11202017Headline:

Lutte pour le maintien du FCfa/ Pour qui roule vraiment Ouattara ?

La bataille que le Président ivoirien livre aux détracteurs du Francs Cfa suscite des interrogations d’autant que plusieurs économistes et responsables africains, voire européens pensent que cette monnaie constitue un handicap au développement de l’Afrique, et lui fait perdre sa souveraineté.

« La monnaie commune à l’Union économique et monétaire ouest-africaine (Uemoa – huit pays) est saine et est dans de bonnes mains. La zone de l’Uemoa a des réserves de change qui représentent plus de cinq mois d’importation, alors que la règle retenue est d’environ trois mois. En plus, la zone Uemoa, avec ses 90 millions d’habitants, possède d’importantes ressources en devises. Un taux d’inflation maitrisé (-2%), une croissance économique forte (6,8%). », dixit Alassane Ouattara lundi 10 avril dernier lors d’une session extraordinaire de l’Uemoa, dont il est le président en exercice.

Le chef de l’Etat ivoirien, en sa qualité d’ex gouverneur de la Banque Centrale des Etats de l’Afrique de l’Ouest (BCEAO), sait de quoi il parle. Toutefois, d’autres éminences grises africaines soutiennent que, cette monnaie, telle un boulet, maintient le continent dans la précarité. Mamadou Koulibaly, professeur agrégé en économie, par ailleurs ex- président de l’Assemblée nationale ivoirienne fait partie de ces derniers. Pour lui, la sortie des pays africains de la zone monétaire du Franc CFA n’est plus ‘‘une option pour eux. Mais, une nécessité vitale, logique et historique’’. Mieux, des voix s’élèvent en France pour fustiger cette monnaie. « Le Franc CFA est un drame pour les économies africaines. Elles sont asphyxiées. Le Franc CFA tue économiquement l’Afrique. Il serait important que les africains apprennent à faire respecter leurs règles », soutient Marine Le Pen, présidente du Front National, candidate à la présidentielle française cette année.

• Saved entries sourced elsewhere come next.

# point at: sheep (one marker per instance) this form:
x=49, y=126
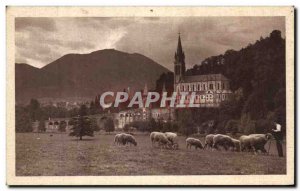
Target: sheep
x=254, y=142
x=161, y=139
x=119, y=139
x=222, y=140
x=209, y=141
x=152, y=135
x=245, y=143
x=193, y=142
x=258, y=141
x=172, y=137
x=129, y=139
x=237, y=144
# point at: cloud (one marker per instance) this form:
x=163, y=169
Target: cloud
x=42, y=23
x=40, y=41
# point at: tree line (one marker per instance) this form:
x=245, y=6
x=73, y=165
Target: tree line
x=257, y=79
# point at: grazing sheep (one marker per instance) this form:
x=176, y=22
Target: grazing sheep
x=209, y=141
x=129, y=139
x=222, y=140
x=254, y=142
x=119, y=139
x=245, y=143
x=161, y=139
x=258, y=141
x=237, y=145
x=152, y=135
x=193, y=142
x=172, y=137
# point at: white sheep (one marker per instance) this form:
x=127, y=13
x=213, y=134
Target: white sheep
x=152, y=135
x=209, y=141
x=254, y=142
x=161, y=139
x=172, y=137
x=193, y=142
x=118, y=139
x=129, y=139
x=237, y=145
x=258, y=141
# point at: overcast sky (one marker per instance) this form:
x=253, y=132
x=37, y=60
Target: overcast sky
x=39, y=41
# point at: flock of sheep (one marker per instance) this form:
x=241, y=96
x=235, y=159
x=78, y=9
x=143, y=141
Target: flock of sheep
x=169, y=140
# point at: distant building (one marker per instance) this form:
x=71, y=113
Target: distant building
x=211, y=89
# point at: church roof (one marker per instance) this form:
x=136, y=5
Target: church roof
x=201, y=78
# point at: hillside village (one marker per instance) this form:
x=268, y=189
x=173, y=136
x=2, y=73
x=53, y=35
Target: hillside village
x=226, y=99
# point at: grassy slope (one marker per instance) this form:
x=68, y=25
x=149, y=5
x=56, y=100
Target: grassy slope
x=64, y=155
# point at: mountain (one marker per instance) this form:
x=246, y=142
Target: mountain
x=258, y=73
x=82, y=76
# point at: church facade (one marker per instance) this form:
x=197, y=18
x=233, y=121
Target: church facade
x=210, y=89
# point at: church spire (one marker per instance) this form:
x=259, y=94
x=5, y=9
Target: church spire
x=179, y=63
x=179, y=46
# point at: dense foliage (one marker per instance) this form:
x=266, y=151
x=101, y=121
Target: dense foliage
x=82, y=125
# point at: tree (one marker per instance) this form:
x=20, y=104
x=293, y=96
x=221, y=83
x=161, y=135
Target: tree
x=109, y=125
x=62, y=126
x=82, y=125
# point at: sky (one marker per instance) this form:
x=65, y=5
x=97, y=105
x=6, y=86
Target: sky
x=42, y=40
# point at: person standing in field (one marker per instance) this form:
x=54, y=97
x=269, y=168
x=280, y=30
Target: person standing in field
x=277, y=133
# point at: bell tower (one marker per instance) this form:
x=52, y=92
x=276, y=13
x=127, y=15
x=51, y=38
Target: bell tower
x=179, y=63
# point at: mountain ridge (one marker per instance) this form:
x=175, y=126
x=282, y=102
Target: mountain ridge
x=85, y=75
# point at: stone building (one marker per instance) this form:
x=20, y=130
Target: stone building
x=210, y=89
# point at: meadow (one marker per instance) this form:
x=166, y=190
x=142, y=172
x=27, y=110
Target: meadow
x=62, y=155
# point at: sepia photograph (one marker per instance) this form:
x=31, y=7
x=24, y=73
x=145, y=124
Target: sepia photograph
x=150, y=96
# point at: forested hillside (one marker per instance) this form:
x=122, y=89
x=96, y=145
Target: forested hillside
x=257, y=77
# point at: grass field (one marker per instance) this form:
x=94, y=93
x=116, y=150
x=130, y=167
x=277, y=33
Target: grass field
x=64, y=155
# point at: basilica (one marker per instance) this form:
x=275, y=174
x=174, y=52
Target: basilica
x=210, y=89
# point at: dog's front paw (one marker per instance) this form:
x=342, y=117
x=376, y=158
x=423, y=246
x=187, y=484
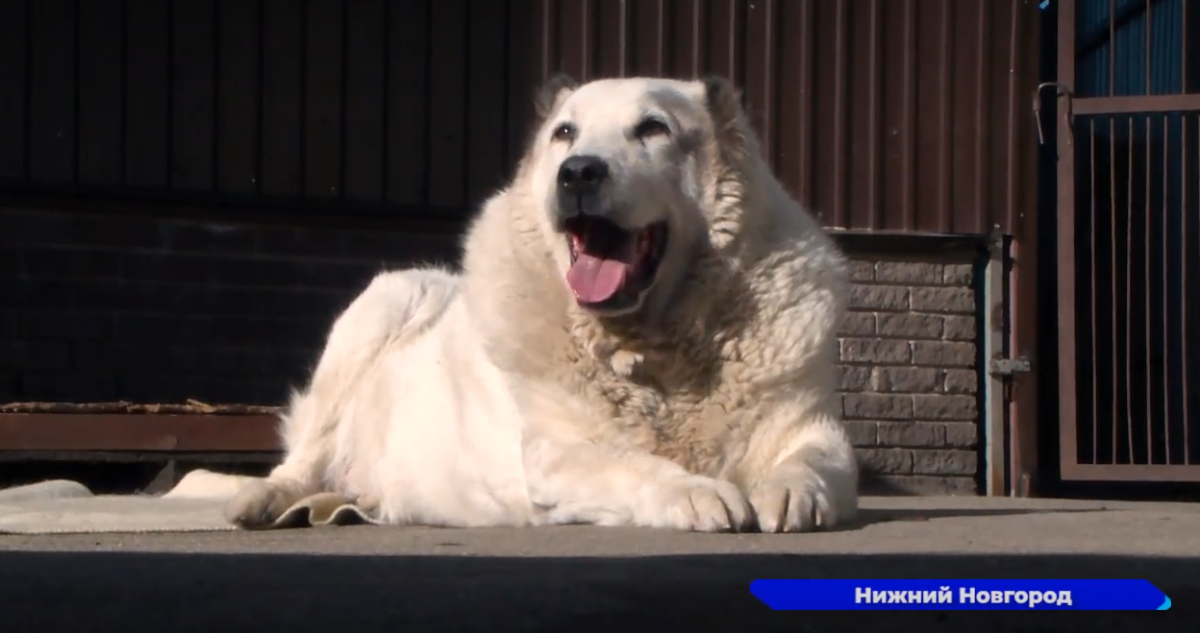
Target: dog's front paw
x=795, y=504
x=259, y=502
x=700, y=504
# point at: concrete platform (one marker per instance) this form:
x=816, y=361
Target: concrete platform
x=588, y=578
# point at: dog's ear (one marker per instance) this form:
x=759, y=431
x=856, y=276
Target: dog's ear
x=724, y=101
x=552, y=92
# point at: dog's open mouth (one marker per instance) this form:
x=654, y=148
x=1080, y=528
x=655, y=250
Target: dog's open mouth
x=612, y=266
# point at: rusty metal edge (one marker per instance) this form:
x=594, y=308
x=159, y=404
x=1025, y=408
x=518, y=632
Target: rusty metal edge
x=1068, y=413
x=1131, y=472
x=1140, y=104
x=124, y=407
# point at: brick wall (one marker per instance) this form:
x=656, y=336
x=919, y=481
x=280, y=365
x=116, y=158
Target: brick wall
x=165, y=311
x=909, y=378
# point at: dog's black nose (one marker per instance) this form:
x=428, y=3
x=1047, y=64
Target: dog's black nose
x=582, y=174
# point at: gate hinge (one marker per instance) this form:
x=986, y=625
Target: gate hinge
x=1007, y=367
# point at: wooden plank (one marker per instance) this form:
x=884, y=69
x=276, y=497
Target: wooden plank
x=148, y=94
x=448, y=96
x=52, y=92
x=407, y=148
x=135, y=432
x=282, y=127
x=238, y=96
x=486, y=84
x=192, y=76
x=365, y=52
x=12, y=98
x=323, y=100
x=101, y=92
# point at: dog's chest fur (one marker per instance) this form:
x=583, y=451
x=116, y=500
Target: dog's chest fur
x=670, y=397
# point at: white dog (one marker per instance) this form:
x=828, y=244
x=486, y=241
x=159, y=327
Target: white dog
x=643, y=333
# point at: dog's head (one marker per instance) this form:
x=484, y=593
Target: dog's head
x=628, y=174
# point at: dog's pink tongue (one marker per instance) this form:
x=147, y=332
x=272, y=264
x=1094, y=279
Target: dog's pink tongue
x=594, y=279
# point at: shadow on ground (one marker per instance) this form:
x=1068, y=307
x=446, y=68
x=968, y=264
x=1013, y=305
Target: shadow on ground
x=874, y=516
x=204, y=592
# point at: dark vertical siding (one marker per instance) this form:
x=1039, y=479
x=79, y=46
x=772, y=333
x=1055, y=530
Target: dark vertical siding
x=904, y=115
x=881, y=115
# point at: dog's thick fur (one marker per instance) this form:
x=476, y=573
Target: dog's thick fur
x=491, y=397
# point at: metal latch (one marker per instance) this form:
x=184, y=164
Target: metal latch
x=1007, y=367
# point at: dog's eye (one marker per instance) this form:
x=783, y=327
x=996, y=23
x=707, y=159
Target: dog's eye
x=652, y=127
x=564, y=133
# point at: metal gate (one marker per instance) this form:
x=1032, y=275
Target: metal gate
x=1129, y=240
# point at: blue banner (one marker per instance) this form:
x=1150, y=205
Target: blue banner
x=960, y=595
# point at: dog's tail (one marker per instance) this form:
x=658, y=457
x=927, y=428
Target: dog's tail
x=394, y=309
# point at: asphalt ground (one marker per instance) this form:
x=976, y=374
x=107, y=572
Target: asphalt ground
x=593, y=579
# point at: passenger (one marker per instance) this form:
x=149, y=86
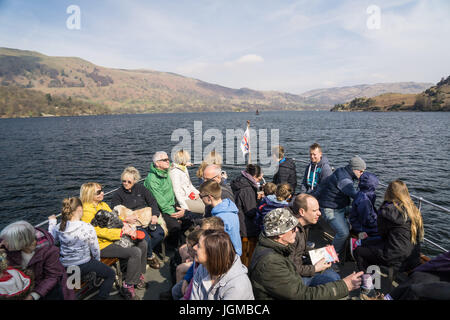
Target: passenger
x=212, y=158
x=210, y=193
x=14, y=284
x=287, y=172
x=269, y=188
x=214, y=172
x=135, y=196
x=78, y=242
x=178, y=220
x=33, y=250
x=280, y=199
x=306, y=209
x=221, y=275
x=186, y=194
x=273, y=274
x=91, y=195
x=245, y=189
x=400, y=226
x=334, y=200
x=363, y=216
x=316, y=172
x=186, y=271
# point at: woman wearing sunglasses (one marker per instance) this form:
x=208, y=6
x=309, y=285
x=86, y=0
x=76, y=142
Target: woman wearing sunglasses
x=91, y=195
x=135, y=196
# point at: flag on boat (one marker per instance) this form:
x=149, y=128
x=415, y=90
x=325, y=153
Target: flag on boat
x=245, y=146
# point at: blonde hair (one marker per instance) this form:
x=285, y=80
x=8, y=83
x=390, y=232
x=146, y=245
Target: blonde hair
x=131, y=171
x=181, y=157
x=212, y=158
x=398, y=194
x=87, y=191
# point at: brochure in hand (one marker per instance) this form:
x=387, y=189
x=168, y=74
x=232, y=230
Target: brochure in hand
x=328, y=252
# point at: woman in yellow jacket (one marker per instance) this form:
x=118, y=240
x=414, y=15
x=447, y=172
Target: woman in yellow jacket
x=91, y=194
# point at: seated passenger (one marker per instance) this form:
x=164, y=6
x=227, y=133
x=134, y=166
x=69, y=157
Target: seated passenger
x=400, y=226
x=210, y=193
x=78, y=241
x=287, y=173
x=221, y=275
x=91, y=195
x=186, y=194
x=280, y=199
x=178, y=220
x=274, y=275
x=306, y=209
x=135, y=196
x=33, y=249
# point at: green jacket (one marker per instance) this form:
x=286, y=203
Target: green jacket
x=160, y=185
x=273, y=276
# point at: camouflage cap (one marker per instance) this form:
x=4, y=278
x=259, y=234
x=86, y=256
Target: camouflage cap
x=279, y=221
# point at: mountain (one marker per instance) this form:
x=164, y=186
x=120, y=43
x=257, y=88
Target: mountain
x=435, y=98
x=131, y=91
x=331, y=96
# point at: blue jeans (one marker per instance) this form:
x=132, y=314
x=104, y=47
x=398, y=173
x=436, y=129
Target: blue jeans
x=326, y=276
x=338, y=222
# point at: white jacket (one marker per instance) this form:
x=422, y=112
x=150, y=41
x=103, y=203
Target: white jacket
x=77, y=242
x=181, y=184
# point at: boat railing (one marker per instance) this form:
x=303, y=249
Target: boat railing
x=420, y=201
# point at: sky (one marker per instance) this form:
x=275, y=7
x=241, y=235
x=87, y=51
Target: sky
x=289, y=46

Du coup, la position du Président ivoirien face à cette levée de bouclier internationale suscite des interrogations. Ouattara travaille pour l’intérêt de son pays et le continent noir ou pour des mains occultes occidentales ? Est-il véritablement le candidat de l’étranger comme le soutenait son adversaire Laurent Gbagbo lors de la présidentielle 2010 ?

«Ouattara fait partie de cette génération de technocrates imposés au début des années 1990 par les bailleurs de fonds à la tête de plusieurs gouvernements africains. C’était une mode. Or tous ont échoué parce que diriger un pays c’est d’abord faire de la politique avant de lui appliquer des recettes estampillées Bretton Woods. Et puis répéter de meeting en meeting qu’on sait où trouver l’argent qui sauvera le pays c’est se comporter en vendeur d’illusions. L’argent, ça se gagne par le travail des citoyens. Tout le reste n’est que démagogie. », affirmait Gbagbo relativement aux promesses de campagne de l’actuel homme fort d’Abidjan.

Créé en 1945, arrimé à l’euro  et jugé ‘‘colonialiste’’, le franc CFA essuie les critiques les plus acerbes. La sortie de cette monnaie que certains qualifient d’ ‘‘outil de servitude volontaire’’ pourrait pour une fois amorcer le véritable développement de l’Afrique. « Une grande partie de l’argent qui est dans notre porte-monnaie vient de l’exploitation depuis des siècles de l’Afrique. Il faut avoir un petit peu de bon sens, je ne dis pas de générosité, de justice pour rendre aux Africains ce qu’on leur a pris d’a pris d’autant que c’est nécessaire si l’on veut éviter les pires convulsions ou difficultés avec les conséquences politiques. », recommandait l’ex-président français Jacques Chirac.